2014.05.07

【MotoGP】ブリヂストン撤退表明。トップライダーたちの反応は?

  • 西村章●取材・文 text by Nishimura Akira 竹内秀信●撮影 photo by Takeuchi Hidenobu

 MotoGP第4戦スペインGPが行なわれたヘレスサーキットで、レースウィークに先だつ木曜の昼前にブリヂストンがあるニュースを発表した。

「2015年シーズンの終了とともに、公式タイヤサプライヤーの役割を終了する」

2015年いっぱいでの撤退を表明したブリヂストン 突然の告知といっていいこの報せは、ライダーやチーム関係者はもちろん、パドックの全員を驚かせた。

 急遽、午後2時半からブリヂストンのホスピタリティブースで記者会見が行なわれ、モータースポーツ推進部長の二見恭太と、モーターサイクルレーシングマネージャー山田宏が質疑応答を行なった。

「MotoGPに参入した2002年以来、技術開発に関してサーキットという場所で多くのことを学び、量産品への還元もできた。ブリヂストンというブランドを世界に周知するためにはMotoGPは最高の場であり、レース活動を通じて世界中に広めてその役割を充分に果たせた。参入当初に掲げた目標は、達成したと考えている」

 二見は、今回の決定に至る事情をそう説明した。

 同社は山田が陣頭指揮を執るかたちで、1991年に小排気量クラスで世界グランプリへのフル参戦を開始した。最高峰クラスへ打って出たのは、2002年からだ。当時、タイヤメーカーはミシュランが圧倒的に優勢を誇っており、有力選手を擁する強豪チームは、すべてこのフランス製タイヤを装着していた。
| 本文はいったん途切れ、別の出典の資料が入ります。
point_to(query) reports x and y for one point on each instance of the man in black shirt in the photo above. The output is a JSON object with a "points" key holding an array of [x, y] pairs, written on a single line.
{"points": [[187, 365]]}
 ブリヂストン勢は、2003年にホンダ系チームから玉田誠が参戦を開始。2004年にはカワサキを自陣営に引き入れ、2005年からはドゥカティに対してもタイヤ供給を開始することになった。この、ドゥカティのブリヂストン勢加入が「タイヤの技術開発に大きく寄与した」、と山田は後年に振り返っているが、ドゥカティ側の視点では、「ミシュランからブリヂストンへスイッチすることは大きな賭けだった。しかし、ホンダやヤマハと同じミシュラン陣営で3番手の勢力でいるよりも、ブリヂストンとともに挑戦する方を選択した」と、ある関係者は話している。

 この時代、レースでのタイヤ使用に制限はほとんど設けられておらず、ミシュランはフリー走行のデータをもとに決勝用のレースタイヤを徹夜で製作し、有力選手に供給するという離れ業を当たり前のように行なっていた。